Hamiltonian Monte Carlo (HMC)

Interactive visualization of gradient-based MCMC sampling from 2D posterior distributions
Part 2 of the MCMC Samplers Series | See also: Metropolis-Hastings

What is Hamiltonian Monte Carlo?

Hamiltonian Monte Carlo (HMC) is an MCMC algorithm that uses gradient information to propose new states. Rather than taking random steps, it simulates the physics of a particle moving through parameter space along trajectories shaped by the geometry of the log-density. The result is large, directed moves that are accepted at high rates.

The core idea is to augment the parameter vector \(\mathbf{q}\) with auxiliary momentum variables \(\mathbf{p}\), then simulate Hamiltonian dynamics using a symplectic integrator. Energy conservation keeps the sampler on surfaces of roughly constant probability, while the momentum carries it across low-density regions that would trap a random-walk sampler.

HMC was introduced by Duane et al. (1987) for lattice field theory and brought into statistics by Neal (1996, 2011). Today it underlies most modern probabilistic programming systems, usually in the form of the No-U-Turn Sampler (NUTS), which removes the need to hand-tune trajectory length. Compared to random-walk Metropolis-Hastings, HMC produces far lower autocorrelation and scales much better with the number of parameters.

The Algorithm

HMC defines a Hamiltonian over position \(\mathbf{q}\) (the parameters of interest) and momentum \(\mathbf{p}\):

$$H(\mathbf{q}, \mathbf{p}) = U(\mathbf{q}) + K(\mathbf{p})$$

The potential energy \(U(\mathbf{q}) = -\log \pi(\mathbf{q})\) is the negative log target density.
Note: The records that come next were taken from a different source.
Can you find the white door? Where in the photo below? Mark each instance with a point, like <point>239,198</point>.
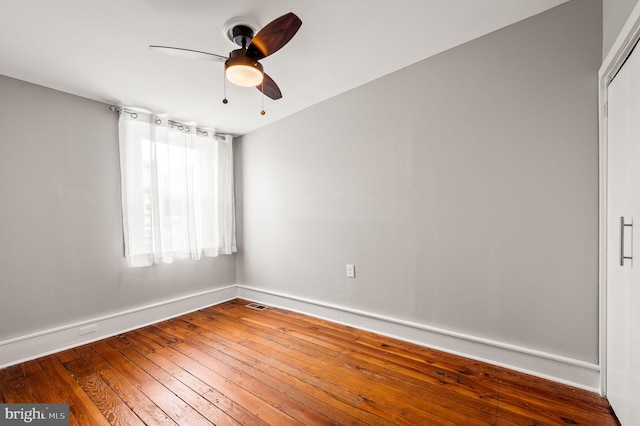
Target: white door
<point>623,243</point>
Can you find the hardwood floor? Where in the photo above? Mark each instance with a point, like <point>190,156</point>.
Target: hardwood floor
<point>230,364</point>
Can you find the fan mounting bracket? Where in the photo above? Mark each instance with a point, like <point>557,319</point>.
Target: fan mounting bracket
<point>238,30</point>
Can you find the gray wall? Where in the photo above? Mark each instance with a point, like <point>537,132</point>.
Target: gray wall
<point>615,14</point>
<point>61,248</point>
<point>464,188</point>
The kinetic energy \(K(\mathbf{p}) = \frac{1}{2}\mathbf{p}^T M^{-1} \mathbf{p}\) comes from an auxiliary Gaussian over \(\mathbf{p}\), with mass matrix \(M\). This demo uses \(M = I\), so \(K(\mathbf{p}) = \frac{1}{2}\sum_i p_i^2\).

Each HMC iteration:
  1. Sample fresh momentum: \(\mathbf{p} \sim \mathcal{N}(0, M)\).
  2. Integrate Hamilton's equations for \(L\) steps of size \(\epsilon\) using the leapfrog integrator (symplectic and time-reversible): $$\begin{aligned} \frac{d\mathbf{q}}{dt} &= \frac{\partial H}{\partial \mathbf{p}} = M^{-1}\mathbf{p}\\ \frac{d\mathbf{p}}{dt} &= -\frac{\partial H}{\partial \mathbf{q}} = -\nabla U(\mathbf{q}) \end{aligned}$$
    \(\mathbf{p} \leftarrow \mathbf{p} - \frac{\epsilon}{2}\nabla U(\mathbf{q})\)
    for \(i = 1\) to \(L\):
      \(\mathbf{q} \leftarrow \mathbf{q} + \epsilon M^{-1}\mathbf{p}\)
      \(\mathbf{p} \leftarrow \mathbf{p} - \epsilon \nabla U(\mathbf{q})\)  (except last step: \(\epsilon/2\))
  3. Accept the proposed \((\mathbf{q}^*, \mathbf{p}^*)\) with probability: $$\alpha = \min\left(1, \exp(H(\mathbf{q}, \mathbf{p}) - H(\mathbf{q}^*, \mathbf{p}^*))\right)$$ The Metropolis correction handles the small numerical errors introduced by finite step sizes.
  4. Set \(\mathbf{q}_{t+1} = \mathbf{q}^*\) if accepted, otherwise keep \(\mathbf{q}_{t+1} = \mathbf{q}_t\).
The leapfrog integrator is volume-preserving (symplectic) and time-reversible. Both properties are needed for the Metropolis correction to be valid. Because the integrator approximately conserves \(H\), proposals land near the same energy level as the current state, unlike a random walk that diffuses freely into low-density regions.

Target Distributions

The demo includes three distributions that illustrate different challenges for MCMC samplers, from well-behaved to genuinely difficult.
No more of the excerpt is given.